Isolation and purification of lignin

Milled wood lignin (MWL) was isolated and purified from the untreated aspen wood chips as well as from the autohydrolyzed solid fractions, following the reported protocol (El Hage et al. 2009; Rencoret et al. 2009). The wood chips were milled using a Wiley mill to pass through a 0.5-mm screen mesh. Approximately 30 g of milled wood was treated with 600 mL ethanol/benzene mixture (1:2, v/v) for 24 h in a Soxhlet apparatus, followed by a 24-h Soxhlet extraction with 600 mL ethanol to remove extractives. Then, the milled wood was air dried, transferred to a stainless steel jar, and ground in a vibration ball mill (WL-1, China) for at least 72 h. Stainless steel balls of three different sizes and 200 mL of toluene were added to the milled wood prior to ball milling. After the extractive-free ball milled wood was dried to remove toluene, it was suspended in 96% aqueous dioxane (dioxane/water 96:4, v/v) with a solid-to liquid ratio of 1:25 (g:mL) and extracted twice in a shaker for 24 h in the dark. After centrifugation, the combined filtrates were concentrated with a rotary evaporator under reduced pressure to approximately 50 mL and were freeze-dried to obtain the rough milled wood lignin (MWL). Then, the rough MWL was dissolved in 90% acetic acid (20 mL) and precipitated in deionized water (500 mL) while stirring. After centrifugation, the precipitate was freeze-dried to obtain relatively pure MWL, which was subsequently dissolved in 1,2-dichloroethane/ethanol (10 mL, 2:1, v/v) and precipitated in diethyl ether (200 mL). The purified MWL obtained by centrifugation was washed with petroleum ether (2×100 mL), freeze-dried, and labeled as MWL0,MWL140, MWL170, and MWL180, respectively, according to the autohydrolysis temperatures (0, 140, 170, and 180 °C).
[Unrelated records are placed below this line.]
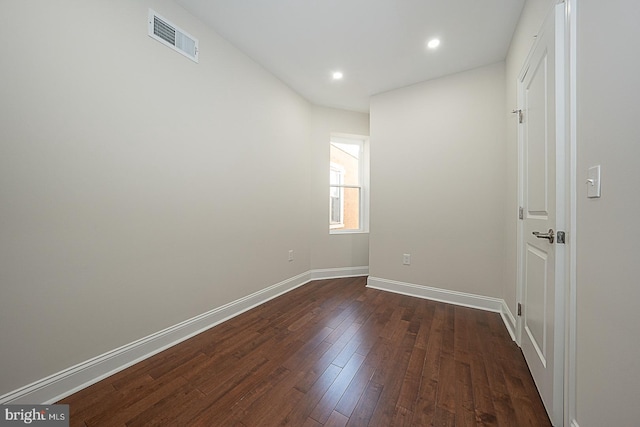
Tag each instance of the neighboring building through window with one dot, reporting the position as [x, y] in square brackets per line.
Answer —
[347, 184]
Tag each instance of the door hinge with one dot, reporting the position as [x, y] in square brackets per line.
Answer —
[561, 237]
[519, 113]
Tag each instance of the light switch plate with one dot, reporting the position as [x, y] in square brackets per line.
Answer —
[593, 182]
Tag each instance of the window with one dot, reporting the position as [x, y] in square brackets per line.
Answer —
[347, 172]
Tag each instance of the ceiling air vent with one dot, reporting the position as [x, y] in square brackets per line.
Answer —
[170, 35]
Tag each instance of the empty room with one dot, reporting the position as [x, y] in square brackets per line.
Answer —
[169, 255]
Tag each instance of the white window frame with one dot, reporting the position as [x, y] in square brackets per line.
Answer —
[336, 168]
[363, 170]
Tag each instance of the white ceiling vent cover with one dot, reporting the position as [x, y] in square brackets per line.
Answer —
[170, 35]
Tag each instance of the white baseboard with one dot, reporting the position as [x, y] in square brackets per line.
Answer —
[495, 305]
[508, 319]
[332, 273]
[64, 383]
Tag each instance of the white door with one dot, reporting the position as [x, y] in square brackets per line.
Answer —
[541, 321]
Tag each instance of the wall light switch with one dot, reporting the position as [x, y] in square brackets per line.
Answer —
[593, 182]
[406, 259]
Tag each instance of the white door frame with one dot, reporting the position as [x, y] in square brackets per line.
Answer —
[571, 140]
[564, 183]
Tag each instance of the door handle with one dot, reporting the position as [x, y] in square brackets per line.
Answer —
[548, 235]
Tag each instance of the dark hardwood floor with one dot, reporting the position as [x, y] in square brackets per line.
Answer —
[331, 353]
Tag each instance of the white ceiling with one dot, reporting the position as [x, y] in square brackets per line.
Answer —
[379, 45]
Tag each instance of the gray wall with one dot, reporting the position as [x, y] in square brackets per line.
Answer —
[437, 179]
[608, 230]
[137, 188]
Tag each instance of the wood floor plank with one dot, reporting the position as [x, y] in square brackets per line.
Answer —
[330, 353]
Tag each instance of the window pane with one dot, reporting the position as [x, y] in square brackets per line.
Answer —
[347, 158]
[344, 208]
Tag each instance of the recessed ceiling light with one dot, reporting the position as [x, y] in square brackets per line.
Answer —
[433, 43]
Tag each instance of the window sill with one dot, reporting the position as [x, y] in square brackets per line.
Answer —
[337, 232]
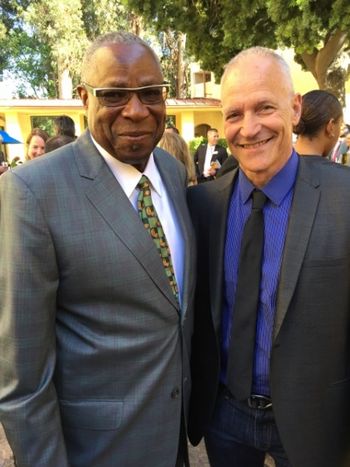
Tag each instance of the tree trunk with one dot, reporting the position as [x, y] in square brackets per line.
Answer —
[181, 85]
[65, 85]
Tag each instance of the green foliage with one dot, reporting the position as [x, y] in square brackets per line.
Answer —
[194, 143]
[46, 123]
[218, 29]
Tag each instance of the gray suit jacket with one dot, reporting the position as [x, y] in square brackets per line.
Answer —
[309, 368]
[94, 351]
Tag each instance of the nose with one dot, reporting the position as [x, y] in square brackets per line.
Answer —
[135, 109]
[250, 125]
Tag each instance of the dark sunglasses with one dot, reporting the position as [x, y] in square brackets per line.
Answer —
[114, 97]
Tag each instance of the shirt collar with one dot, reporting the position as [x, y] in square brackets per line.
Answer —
[127, 175]
[278, 187]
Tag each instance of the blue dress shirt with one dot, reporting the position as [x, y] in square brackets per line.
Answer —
[279, 192]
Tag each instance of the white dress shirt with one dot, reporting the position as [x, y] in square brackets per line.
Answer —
[128, 177]
[207, 162]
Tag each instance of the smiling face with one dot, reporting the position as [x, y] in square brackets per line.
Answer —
[259, 110]
[129, 132]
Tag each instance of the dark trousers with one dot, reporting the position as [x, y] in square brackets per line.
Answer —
[182, 453]
[240, 436]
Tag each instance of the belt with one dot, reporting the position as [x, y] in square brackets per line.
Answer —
[255, 401]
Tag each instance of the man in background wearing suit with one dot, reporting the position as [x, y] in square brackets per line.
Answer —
[94, 336]
[290, 397]
[209, 157]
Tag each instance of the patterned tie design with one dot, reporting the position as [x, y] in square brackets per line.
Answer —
[151, 222]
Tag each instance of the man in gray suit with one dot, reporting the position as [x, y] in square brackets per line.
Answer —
[94, 341]
[294, 402]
Fourier-transform infrared spectroscopy

The FT-IR spectra of the lignin samples were obtained on a spectrophotometer (IR Prestige-21, Shimadzu, Japan) using the KBr pellet technique. Approximately 1 mg of lignin was mixed and thoroughly ground with approximately 100 mg of KBr to reduce particle size and to obtain uniform dispersion of the sample in the disks. Each spectrum was recorded over 10 scans, in the frequency range from 4000 to 500 cm-1, with a resolution of 0.5 cm-1. The fingerprint region was baseline corrected between 1900 and 750 cm-1.

NMR analysis

The 1H- and 13C-NMR spectra of the lignin samples were recorded on a Bruker (Germany) AVIII 400-MHz spectrometer fitted with a 5-mm broadband probe with a gradient field in the Z-direction at room temperature in deuterated dimethyl sulfoxide (DMSO-d6) as the solvent. The lignin (60 mg) was placed into a 5-mm NMR tube and dissolved in 0.5 mL of DMSO-d6 according to Wen et al. (2013b). The 1H NMR spectrum was recorded on the spectrometer with a minimum of eight scans, a sweep width of 400 MHz, an acquisition time of 2.0 s, and a relaxation delay time of 3 s, while the 13C NMR spectrum was acquired with a minimum of 20,000 scans, a sweep width of 400 MHz, an acquisition time of 0.4 s, and a relaxation delay of 1.5 s.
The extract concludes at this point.